Aaaah!... C'est que les temps deviennent durs!... Après avoir bataillé et fait des barricades pour avoir libre accès à la chambre des filles, et après avoir réussi, on croyait pouvoir respirer et vivre un peu. On s'était débarrassé des hypocrites, des jaloux, des envieux. On avait rangé les religieux à leur juste place, dans les lieux de culte, et on avait l'impression de pouvoir vivre en paix en décidant nous même de ce qui nous concernait. Comme dit l'autre : "Et ils virent que c'était bon."

On avait l'impression qu'après Coluche et Desproges, on avait un peu décalaminé le vieux monde, et qu'on pouvait rire, aimer, créer, vivre, en bonne intelligence. Oui, voilà : intelligence est le mot, on avait eu l'impression de quitter le monde de l'obscurantisme pour accéder au vrai, l'intelligent, le tolérant.

Bien sûr, nous n'étions pas dupes. On voyait bien, de temps en temps, un livre retiré de la vente, avec des non-explications embarrassées. Mais cela nous rappelait le bon temps, Peyrefitte, Marcellin, Royer, et cela nous faisait sourire en coin, d'un air attendri, nous disant in petto qu'il restait bien sûr encore un peu de travail, mais pas beaucoup, et qu'on pouvait le laisser à nos enfants. Après tout, c'est aux enfants de construire le monde. Nous, adultes, nous ne faisons souvent que préserver ce qui nous convient!...

Mais globalement, en toute bonne conscience, nous avions assez bien travaillé, et le monde, enfin, le nôtre, semblait, malgré quelques exceptions, libre et ouvert. Les livres paraissaient, les artistes créaient, et vendus ou pas, la culture restait un bastion de liberté, ce qu'elle doit être.

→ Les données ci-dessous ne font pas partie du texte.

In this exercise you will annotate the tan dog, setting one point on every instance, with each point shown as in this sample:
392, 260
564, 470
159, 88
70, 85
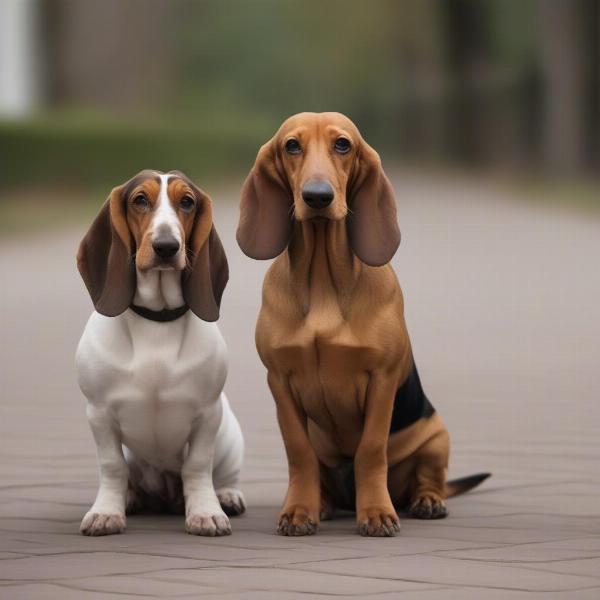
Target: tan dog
357, 427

Mais v'là-t-y pas qu'un artiste, dont je ne connais rien, sors un album : "J'accuse". De vous à moi, rien qu'au titre, ça sent l'énervitude, le brulot et le marketing. Ça cite son Zola, il y a de la posture rebelle dans l'air, et déjà, on tremble. Surtout que la pochette représente, par Mondino, une bimbo nue, dans une posture de mannequin ou de poupée pneumatique, dans un caddie de super marché. Par ailleurs : très beau boulot.

Naïvement, j'y ai vu immédiatement une attaque contre l'exploitation sexuelle des femmes. Sans doute que vous aussi? L'image et le titre sont explicites, je n'ai pas eu besoin qu'on me les explique. Je ne connais pas le gars, mais voilà une pochette intelligente et belle. Zut, une idée que je n'ai pas eu.

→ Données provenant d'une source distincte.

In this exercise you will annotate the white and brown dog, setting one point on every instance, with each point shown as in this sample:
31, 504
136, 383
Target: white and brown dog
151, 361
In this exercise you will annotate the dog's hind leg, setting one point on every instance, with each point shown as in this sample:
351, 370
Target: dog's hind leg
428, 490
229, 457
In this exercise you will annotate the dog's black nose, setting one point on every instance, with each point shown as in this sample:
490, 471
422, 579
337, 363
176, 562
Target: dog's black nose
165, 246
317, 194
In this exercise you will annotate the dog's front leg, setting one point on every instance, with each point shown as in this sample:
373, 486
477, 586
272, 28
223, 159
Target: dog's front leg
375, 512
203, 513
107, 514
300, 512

Eh bien, comme pour la blague de Siné, qui lui a valu un procès pour antisémitisme, et dans laquelle je n'avais vu, moi, qu'une charge contre un certain arrivisme, je me suis trompé.

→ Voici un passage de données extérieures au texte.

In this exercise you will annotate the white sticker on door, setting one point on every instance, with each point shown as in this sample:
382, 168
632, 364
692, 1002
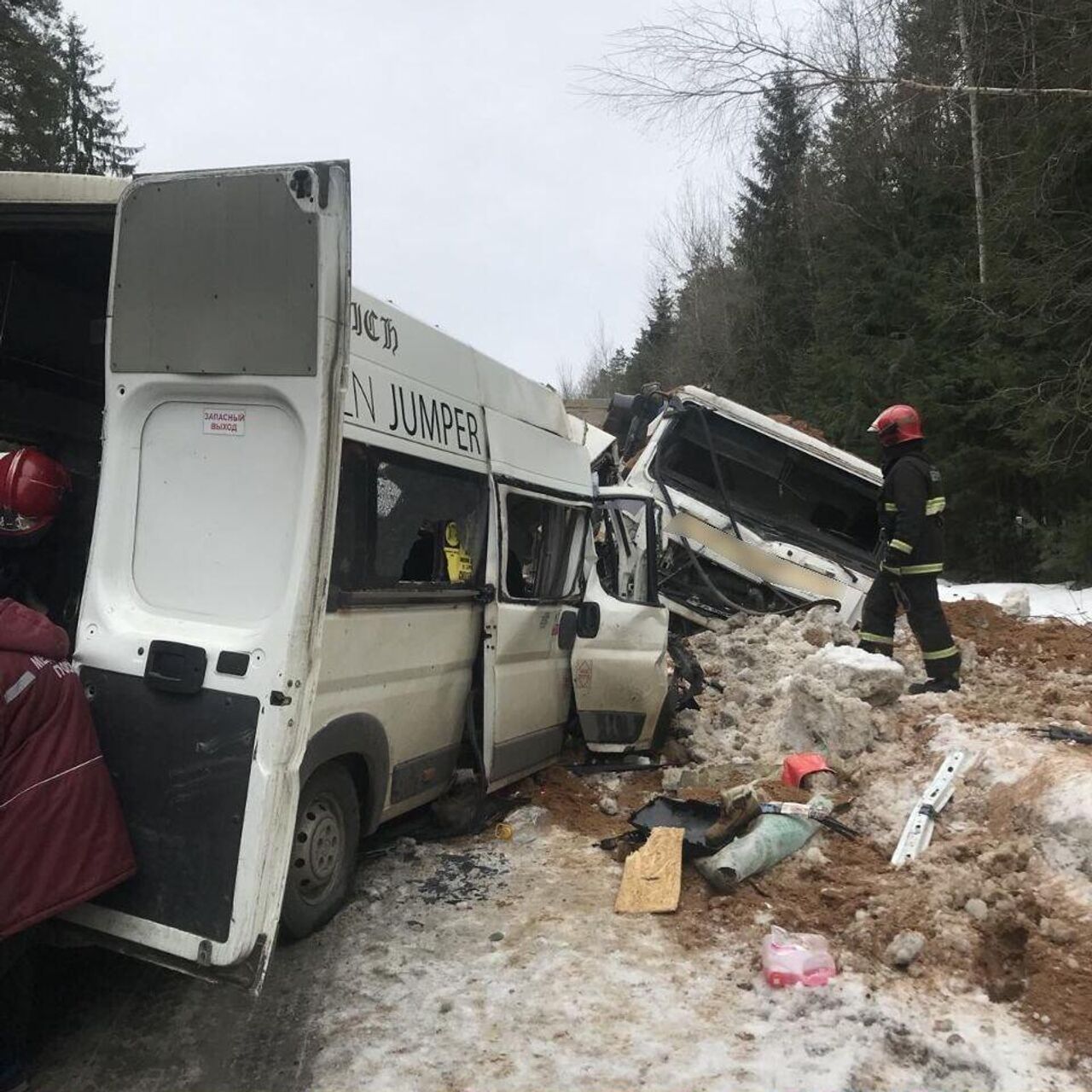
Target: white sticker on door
224, 421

De cette pochette, il a été tirée une affiche publicitaire pour les concerts de l'artiste. Et cette affiche a été refusée par l'ARPP, organisme de surveillance de la publicité.

Comme le dit Le Figaro : "Selon un courrier de l'Autorité de Régularisation Professionnelle de la Publicité rendu public par le chanteur, l'affiche "présente un caractère dégradant pour l'image de la femme dans la mesure où elle apparaît nue, et qui plus est dans un chariot de supermarché, donc comme une marchandise [...] La publicité ne peut réduire la personne humaine, et en particulier la femme, à une fonction d'objet".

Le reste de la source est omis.